NiUnasMenos am Frauen.Punkt, Volksstimmefest 2018 NiUnasMenos am Frauen.Punkt, Volksstimmefest 2018 FOTO: Tani Pilz

Der Winter der grünen Tücher in Argentinien

von

Nach dem ersten Internationalen Frauen­streik im Jahr 2017, den Massenmärschen, die seit 2015 unter dem Motto #NiUnaMenos* stattfanden, und der Annahme des »Gesetzes zur Legalisierung des Schwangerschaftsab­bruchs« durch den argentinischen Kongress, wird das Gesetz durch den Senat verhindert.

NATALIA HURST

Die nationale Kampagne für das Recht auf legale und freie Abtreibung in Argentinien begann vor 13 Jahren. Aus die­ser Zeit stammt ein Protokoll für die Straf­freiheit des Schwangerschaftsabbruchs in Fällen von Vergewaltigung oder bei Gefähr­dung der Gesundheit der Mutter, das aber in den wenigsten Fällen angewandt wurde. Seit der Rückkehr zur Demokratie im Jahr 1983 sind mehr als 3.000 Frauen durch unsichere Abtreibungen ums Leben gekom­men. Jedes Jahr werden zirka 500.000 unsi­chere Abtreibungen durchgeführt, müssen etwa 60.000 Frauen wegen Komplikationen infolge dieser unsicheren Praktiken ins Krankenhaus und sterben etwa hundert Frauen an den Folgen eines illegalen Ein­griffs. Es handelt sich dabei um Schätzun­gen, da es in Argentinien aufgrund der Geheimhaltung keine genauen Statistiken zu Abtreibung gibt.
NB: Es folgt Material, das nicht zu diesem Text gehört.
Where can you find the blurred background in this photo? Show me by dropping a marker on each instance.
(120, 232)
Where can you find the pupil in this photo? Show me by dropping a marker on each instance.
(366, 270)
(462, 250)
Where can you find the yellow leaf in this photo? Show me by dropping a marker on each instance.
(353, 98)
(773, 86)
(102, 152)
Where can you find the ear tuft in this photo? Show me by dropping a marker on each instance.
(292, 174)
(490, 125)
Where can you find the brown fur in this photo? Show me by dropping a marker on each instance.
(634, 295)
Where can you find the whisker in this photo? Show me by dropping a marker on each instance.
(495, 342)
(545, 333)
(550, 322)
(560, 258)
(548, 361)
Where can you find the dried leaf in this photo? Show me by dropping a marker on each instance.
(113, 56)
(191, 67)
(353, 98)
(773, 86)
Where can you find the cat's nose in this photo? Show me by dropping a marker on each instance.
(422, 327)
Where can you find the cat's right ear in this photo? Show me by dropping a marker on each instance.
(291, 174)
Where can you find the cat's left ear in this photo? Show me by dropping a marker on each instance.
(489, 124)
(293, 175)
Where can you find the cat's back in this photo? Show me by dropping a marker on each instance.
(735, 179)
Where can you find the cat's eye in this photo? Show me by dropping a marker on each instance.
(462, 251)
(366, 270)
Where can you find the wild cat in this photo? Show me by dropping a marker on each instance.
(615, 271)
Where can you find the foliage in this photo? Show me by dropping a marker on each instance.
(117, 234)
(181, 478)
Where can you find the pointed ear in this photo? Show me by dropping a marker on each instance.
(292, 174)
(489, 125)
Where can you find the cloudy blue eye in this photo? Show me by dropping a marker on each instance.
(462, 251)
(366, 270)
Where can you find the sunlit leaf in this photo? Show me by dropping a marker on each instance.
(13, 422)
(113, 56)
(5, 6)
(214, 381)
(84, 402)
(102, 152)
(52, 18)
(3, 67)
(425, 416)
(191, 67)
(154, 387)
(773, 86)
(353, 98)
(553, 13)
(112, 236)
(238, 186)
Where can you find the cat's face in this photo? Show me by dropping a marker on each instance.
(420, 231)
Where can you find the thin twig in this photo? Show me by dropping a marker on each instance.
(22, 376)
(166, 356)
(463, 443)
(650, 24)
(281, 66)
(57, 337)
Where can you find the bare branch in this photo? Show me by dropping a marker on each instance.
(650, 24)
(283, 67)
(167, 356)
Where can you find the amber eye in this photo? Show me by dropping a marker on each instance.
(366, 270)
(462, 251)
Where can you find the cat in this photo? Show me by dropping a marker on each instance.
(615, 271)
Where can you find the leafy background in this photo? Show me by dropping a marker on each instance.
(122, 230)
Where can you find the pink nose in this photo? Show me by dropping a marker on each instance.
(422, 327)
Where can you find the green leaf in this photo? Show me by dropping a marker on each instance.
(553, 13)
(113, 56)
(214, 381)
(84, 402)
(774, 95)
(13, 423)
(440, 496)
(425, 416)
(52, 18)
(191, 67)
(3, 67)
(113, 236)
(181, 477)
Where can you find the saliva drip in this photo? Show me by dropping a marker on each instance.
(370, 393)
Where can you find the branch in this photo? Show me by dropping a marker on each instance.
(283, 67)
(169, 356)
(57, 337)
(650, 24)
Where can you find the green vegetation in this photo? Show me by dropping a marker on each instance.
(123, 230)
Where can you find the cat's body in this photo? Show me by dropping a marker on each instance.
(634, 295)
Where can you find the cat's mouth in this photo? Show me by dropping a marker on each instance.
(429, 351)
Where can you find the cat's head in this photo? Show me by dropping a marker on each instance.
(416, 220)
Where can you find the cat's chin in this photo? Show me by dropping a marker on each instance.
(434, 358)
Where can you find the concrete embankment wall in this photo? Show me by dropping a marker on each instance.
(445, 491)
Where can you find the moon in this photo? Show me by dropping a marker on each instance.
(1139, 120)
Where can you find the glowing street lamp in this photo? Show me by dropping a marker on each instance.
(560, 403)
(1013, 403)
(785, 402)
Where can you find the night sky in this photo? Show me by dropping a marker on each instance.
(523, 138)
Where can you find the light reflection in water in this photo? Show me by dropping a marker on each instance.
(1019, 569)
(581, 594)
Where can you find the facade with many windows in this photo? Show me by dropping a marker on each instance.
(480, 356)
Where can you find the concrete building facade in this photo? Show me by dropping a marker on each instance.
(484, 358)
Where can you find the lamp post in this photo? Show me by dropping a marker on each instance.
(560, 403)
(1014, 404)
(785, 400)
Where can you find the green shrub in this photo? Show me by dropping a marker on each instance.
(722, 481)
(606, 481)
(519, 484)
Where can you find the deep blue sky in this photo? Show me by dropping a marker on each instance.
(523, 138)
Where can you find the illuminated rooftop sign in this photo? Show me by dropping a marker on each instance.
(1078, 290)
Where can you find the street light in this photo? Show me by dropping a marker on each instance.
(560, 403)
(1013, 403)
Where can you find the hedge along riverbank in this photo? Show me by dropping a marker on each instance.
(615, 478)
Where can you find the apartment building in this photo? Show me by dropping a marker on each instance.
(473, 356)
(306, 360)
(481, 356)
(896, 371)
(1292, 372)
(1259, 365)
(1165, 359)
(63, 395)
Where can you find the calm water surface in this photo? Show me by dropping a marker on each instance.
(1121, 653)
Zusätzlich zu den Todesfällen durch heimliche Abtreibungen gibt es zahlreiche schwangere Mädchen, die zu ungewollter und traumatischer Mutterschaft gezwun­gen werden. Alle drei Stunden bekommt in Argentinien ein Mädchen zwischen 10 und 14 Jahren ein Baby, das sind acht pro Tag, 2.787 pro Jahr. Es sind Mädchen, die verge­waltigt wurden, manchmal von Verwand­ten, und die in den meisten Fällen erst bei der Geburt auf das Gesundheitssystem zugreifen.
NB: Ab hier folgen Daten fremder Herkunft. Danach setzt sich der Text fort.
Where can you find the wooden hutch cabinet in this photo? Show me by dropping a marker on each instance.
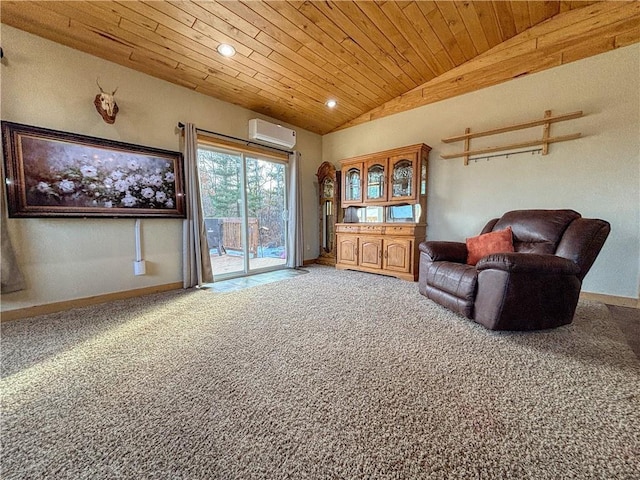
(384, 195)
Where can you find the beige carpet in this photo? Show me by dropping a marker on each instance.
(330, 375)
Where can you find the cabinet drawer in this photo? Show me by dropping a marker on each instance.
(347, 228)
(371, 229)
(400, 230)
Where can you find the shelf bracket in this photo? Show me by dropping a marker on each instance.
(543, 142)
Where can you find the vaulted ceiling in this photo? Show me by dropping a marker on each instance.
(375, 58)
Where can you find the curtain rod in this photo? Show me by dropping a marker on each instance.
(241, 140)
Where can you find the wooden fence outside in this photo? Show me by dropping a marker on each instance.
(226, 233)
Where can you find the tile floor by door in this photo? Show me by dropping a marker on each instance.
(235, 284)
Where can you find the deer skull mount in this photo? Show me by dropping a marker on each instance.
(106, 105)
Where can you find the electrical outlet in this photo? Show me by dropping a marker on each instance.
(139, 267)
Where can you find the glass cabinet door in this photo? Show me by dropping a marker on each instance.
(352, 184)
(376, 171)
(403, 181)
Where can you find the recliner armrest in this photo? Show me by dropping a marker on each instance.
(445, 251)
(528, 262)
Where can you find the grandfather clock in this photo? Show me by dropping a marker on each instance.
(330, 211)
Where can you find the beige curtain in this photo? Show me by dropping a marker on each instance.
(295, 255)
(196, 262)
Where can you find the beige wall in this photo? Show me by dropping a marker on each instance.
(598, 175)
(48, 85)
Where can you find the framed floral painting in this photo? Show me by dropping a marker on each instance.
(57, 174)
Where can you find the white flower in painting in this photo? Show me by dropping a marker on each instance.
(122, 185)
(128, 200)
(67, 186)
(89, 171)
(155, 180)
(147, 192)
(133, 164)
(134, 179)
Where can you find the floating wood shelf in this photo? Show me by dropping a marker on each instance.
(543, 142)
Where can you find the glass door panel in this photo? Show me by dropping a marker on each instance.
(266, 226)
(221, 190)
(376, 178)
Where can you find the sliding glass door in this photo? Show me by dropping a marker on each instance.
(243, 202)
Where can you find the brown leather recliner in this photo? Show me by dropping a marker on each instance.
(535, 287)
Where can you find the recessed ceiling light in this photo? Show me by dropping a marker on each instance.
(226, 50)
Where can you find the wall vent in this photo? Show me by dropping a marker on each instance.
(271, 133)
Und natürlich ermöglicht die Illegalisie­rung von Abtreibungen Privatkliniken und geheimen Büros lukrative Geschäfte.

Nationaldebatte und Abstimmung im Kongress

Im Sommer 2018 fand im Parlament eine Nationaldebatte über die Sanktion des Gesetzes zur freiwilligen Schwanger­schaftsunterbrechung statt. Der Slogan der Feministinnen lautete: »Sexualerziehung, damit wir entscheiden können, Kontrazeptiva, damit wir nicht abtreiben müssen und legale Abtreibung, damit wir nicht sterben.«

Im Juli wurden jeden Dienstag und Mitt­woch die Zeugnisse von Hunderten von Menschen in öffentlichen Kommissionen angehört. Die Berichtenden teilten ihre Argumente, persönlichen Erfahrungen, Statistiken, wissenschaftliche und auch religiöse Überzeugungen, wobei die plura­listische Debatte die Gesellschaft des gan­zen Landes bewegte und sich auch auf andere lateinamerikanische Länder erstreckte. Die vielen Geschichten über Frauen, die durch heimliche Abtreibun­gen gestorben sind, lösten eine Kettenre­aktion aus und überschwemmten die öffentliche Meinung. Besonders erzürnte die Heuchelei derer, die gegen Abtreibung sprachen und ihre Liebhaberinnen, Töch­ter oder Schwestern zwangen, abzubre­chen, wenn sie schwanger wurden. Auch war soziale Ungleichheit ein Thema: Es sterben vor allem Frauen mit niedrigem Einkommen, oft Mütter von mehreren Kin­dern, die sich eine Abtreibung in einem »professionellen« Geheimbüro in einer wohlhabenden Nachbarschaft nicht leisten können.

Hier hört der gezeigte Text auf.